From a hemodynamic standpoint, the device performed well in both stenosis and aortic regurgitation. In aortic stenosis, there was a sustained reduction in transvalvular gradient together with progressive improvement in ejection fraction, whereas in pure aortic regurgitation the most notable findings were a marked reduction in ventricular diameter and significant recovery of systolic function.

Important limitations of the study include the small sample size (n = 98), the lack of a comparator group, the exclusive inclusion of a Chinese population, which limits generalizability, the use of transapical access only rather than transfemoral access, and the absence of a direct comparison with surgery, which remains the reference treatment for pure aortic regurgitation.

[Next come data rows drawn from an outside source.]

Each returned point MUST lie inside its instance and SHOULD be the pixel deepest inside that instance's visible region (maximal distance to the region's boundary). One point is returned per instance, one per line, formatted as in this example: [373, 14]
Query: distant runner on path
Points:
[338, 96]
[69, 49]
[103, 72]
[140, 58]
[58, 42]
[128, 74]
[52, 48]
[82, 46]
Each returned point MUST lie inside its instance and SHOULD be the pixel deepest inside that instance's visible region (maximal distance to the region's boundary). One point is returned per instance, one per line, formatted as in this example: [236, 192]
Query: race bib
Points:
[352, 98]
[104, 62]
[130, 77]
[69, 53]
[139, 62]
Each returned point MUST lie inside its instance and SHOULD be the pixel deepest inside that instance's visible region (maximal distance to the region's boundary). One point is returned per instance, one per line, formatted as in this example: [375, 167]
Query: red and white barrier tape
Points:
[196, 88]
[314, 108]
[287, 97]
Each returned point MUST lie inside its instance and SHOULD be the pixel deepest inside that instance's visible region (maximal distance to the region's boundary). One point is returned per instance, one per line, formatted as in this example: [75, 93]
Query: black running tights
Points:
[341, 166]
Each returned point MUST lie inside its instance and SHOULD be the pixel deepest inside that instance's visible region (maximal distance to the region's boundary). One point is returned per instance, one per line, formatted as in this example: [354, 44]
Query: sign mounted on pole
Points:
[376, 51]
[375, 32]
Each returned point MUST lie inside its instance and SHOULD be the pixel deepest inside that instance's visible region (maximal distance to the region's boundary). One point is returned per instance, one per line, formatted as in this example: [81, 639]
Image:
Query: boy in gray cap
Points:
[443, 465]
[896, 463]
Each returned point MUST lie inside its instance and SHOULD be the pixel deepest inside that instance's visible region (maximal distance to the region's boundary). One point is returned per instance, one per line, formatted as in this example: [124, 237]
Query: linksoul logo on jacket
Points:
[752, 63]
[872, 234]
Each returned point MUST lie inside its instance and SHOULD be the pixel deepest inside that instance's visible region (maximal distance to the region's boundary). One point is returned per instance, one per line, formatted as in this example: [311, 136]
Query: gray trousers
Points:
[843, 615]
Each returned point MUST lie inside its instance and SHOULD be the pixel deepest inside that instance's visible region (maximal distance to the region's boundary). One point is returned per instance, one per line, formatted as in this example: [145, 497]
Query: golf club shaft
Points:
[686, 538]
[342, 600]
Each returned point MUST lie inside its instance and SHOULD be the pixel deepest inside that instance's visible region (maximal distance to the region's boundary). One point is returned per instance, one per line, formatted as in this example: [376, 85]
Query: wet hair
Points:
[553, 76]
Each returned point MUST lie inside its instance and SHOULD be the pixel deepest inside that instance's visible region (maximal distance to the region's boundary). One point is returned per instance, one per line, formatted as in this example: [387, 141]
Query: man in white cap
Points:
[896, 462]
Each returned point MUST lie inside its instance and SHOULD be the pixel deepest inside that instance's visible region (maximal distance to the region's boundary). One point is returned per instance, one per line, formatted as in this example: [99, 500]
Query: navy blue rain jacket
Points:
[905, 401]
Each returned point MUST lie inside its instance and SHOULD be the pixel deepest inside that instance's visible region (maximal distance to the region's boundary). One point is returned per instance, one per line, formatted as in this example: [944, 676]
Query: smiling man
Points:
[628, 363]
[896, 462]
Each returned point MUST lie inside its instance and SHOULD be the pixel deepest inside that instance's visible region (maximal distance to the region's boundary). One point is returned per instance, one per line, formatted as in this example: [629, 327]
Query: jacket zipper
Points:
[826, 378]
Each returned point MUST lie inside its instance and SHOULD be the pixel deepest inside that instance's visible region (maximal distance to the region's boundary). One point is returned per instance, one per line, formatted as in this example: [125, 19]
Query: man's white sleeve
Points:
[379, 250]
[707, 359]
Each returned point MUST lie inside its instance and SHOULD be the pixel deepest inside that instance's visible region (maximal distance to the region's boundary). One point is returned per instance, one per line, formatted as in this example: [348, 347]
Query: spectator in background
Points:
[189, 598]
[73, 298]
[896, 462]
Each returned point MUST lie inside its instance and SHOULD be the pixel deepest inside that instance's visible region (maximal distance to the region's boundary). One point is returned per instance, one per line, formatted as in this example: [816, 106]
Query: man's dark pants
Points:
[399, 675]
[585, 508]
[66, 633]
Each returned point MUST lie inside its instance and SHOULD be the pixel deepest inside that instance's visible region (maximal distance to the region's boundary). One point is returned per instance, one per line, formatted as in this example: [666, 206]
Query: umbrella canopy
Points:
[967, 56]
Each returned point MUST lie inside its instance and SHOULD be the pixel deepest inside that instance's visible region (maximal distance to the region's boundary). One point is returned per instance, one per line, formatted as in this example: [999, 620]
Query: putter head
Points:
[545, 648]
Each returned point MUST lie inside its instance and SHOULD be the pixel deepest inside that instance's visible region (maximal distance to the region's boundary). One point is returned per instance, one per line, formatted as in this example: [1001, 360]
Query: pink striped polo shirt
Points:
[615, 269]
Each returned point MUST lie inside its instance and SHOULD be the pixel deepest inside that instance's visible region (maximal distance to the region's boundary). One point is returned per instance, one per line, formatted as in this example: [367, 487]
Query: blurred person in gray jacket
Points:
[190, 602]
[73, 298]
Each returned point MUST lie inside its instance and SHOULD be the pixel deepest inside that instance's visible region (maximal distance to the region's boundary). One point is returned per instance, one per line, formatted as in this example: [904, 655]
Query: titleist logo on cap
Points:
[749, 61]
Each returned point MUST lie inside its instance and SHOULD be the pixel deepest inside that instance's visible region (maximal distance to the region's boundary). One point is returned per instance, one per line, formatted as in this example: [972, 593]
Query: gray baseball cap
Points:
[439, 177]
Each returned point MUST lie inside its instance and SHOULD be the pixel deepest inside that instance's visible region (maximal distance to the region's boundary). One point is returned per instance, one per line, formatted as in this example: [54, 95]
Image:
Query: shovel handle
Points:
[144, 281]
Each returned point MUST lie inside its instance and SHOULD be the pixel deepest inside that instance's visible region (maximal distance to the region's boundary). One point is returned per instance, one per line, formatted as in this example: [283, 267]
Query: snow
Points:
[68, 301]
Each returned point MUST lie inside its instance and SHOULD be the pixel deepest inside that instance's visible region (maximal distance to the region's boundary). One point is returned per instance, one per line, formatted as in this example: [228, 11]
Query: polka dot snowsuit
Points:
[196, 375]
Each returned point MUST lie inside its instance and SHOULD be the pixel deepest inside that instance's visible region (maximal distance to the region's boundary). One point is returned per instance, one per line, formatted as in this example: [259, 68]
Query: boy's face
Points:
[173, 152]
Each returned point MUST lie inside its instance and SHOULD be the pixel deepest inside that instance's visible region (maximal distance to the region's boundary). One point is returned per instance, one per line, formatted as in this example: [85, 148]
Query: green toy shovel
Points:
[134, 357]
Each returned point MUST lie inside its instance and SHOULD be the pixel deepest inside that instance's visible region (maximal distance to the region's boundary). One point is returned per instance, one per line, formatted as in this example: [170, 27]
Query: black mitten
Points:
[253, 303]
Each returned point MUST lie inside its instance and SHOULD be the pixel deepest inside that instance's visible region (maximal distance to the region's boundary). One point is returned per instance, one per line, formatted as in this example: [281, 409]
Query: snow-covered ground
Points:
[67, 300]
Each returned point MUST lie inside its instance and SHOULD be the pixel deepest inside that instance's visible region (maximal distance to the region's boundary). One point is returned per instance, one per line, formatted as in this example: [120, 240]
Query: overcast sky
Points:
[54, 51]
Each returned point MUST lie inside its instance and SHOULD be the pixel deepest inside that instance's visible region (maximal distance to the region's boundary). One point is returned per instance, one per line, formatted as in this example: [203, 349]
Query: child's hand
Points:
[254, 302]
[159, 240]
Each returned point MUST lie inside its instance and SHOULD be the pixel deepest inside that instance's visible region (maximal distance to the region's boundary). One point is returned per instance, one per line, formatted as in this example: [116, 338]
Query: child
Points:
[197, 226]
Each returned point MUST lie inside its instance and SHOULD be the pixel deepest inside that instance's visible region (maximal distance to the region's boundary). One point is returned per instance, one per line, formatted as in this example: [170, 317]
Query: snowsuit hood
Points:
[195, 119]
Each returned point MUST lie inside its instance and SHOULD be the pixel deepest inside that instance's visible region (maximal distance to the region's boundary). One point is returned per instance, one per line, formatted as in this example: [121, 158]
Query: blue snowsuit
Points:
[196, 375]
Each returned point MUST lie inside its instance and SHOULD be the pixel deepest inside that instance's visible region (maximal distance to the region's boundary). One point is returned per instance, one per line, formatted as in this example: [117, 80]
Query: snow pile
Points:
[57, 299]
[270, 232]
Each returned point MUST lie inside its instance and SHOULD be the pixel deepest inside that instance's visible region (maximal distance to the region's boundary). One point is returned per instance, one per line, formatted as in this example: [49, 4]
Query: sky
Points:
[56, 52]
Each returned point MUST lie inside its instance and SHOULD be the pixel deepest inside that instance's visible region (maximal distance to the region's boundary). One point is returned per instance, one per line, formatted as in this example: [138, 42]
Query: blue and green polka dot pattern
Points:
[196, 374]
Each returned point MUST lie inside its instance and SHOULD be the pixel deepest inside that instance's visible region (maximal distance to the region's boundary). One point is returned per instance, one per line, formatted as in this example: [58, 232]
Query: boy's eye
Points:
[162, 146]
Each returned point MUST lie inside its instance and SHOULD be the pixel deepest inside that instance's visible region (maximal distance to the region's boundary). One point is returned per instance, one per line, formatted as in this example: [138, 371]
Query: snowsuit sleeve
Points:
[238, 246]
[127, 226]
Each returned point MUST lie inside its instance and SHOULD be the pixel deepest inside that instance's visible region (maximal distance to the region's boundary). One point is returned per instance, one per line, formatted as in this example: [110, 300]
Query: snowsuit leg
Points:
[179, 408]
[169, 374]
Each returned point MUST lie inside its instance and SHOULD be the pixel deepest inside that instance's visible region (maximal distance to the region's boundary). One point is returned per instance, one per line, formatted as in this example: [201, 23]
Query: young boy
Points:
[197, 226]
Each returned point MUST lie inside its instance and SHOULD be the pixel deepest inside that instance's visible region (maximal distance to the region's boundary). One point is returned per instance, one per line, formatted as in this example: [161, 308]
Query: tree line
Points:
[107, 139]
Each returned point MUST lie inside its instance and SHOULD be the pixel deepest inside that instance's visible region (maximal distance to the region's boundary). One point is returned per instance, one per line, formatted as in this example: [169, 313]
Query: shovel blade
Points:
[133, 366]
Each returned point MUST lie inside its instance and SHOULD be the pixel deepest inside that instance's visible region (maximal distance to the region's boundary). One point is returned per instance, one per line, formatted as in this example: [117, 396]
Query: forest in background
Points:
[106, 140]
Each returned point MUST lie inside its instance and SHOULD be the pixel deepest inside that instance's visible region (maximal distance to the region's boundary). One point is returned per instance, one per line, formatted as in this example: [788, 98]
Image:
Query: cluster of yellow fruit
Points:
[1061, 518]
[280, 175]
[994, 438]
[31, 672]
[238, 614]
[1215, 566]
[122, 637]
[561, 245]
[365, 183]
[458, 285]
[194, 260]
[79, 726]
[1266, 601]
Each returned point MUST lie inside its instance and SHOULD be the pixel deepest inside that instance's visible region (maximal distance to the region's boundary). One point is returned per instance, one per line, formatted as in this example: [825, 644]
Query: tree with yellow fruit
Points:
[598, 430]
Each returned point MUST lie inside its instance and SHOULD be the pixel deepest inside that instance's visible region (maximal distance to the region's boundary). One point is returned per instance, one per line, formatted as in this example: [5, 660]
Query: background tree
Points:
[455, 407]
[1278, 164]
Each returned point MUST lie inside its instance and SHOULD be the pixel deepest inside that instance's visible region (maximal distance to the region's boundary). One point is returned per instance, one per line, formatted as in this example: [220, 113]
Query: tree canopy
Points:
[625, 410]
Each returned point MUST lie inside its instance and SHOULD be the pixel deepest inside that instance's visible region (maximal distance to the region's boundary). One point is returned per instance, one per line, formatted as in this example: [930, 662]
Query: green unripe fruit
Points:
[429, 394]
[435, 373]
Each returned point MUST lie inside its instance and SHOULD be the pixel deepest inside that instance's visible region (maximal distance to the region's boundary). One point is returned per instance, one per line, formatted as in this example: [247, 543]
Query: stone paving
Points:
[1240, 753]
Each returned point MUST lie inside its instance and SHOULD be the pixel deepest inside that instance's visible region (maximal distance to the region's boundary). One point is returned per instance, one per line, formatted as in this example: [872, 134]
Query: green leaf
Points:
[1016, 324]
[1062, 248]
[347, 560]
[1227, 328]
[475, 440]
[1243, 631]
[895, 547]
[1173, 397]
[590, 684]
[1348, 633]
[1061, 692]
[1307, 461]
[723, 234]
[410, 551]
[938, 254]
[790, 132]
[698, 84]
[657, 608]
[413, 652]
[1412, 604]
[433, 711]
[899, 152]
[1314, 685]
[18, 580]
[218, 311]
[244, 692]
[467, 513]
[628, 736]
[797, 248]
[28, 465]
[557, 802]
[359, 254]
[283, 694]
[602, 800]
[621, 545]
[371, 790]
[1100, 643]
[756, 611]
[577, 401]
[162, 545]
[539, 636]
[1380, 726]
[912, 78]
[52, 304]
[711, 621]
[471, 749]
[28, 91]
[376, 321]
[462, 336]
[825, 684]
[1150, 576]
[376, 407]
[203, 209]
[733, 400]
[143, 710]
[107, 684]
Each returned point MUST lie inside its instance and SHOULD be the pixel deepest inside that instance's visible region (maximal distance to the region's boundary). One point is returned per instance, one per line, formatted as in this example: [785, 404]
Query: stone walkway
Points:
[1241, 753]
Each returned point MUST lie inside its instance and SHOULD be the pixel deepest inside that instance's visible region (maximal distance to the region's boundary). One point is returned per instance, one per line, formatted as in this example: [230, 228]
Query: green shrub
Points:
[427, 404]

This study suggests that TAVI may represent a valid alternative for the treatment of pure aortic regurgitation. Nevertheless, although 5-year durability appears promising, it remains insufficient for young low-risk patients. At present, randomized studies and longer follow-up are still required before indications can be extended to lower-risk populations.

REFERENCE:

Wang Y, Wei L, Liu L, Shi J, Wang W, Cao T, et al. A multicenter prospective clinical study on transcatheter aortic valve implantation for aortic stenosis or pure aortic regurgitation: 5-year outcomes. J Thorac Cardiovasc Surg. 2025 Nov;170(5):1379-1391.e3. doi: 10.1016/j.jtcvs.2025.03.036.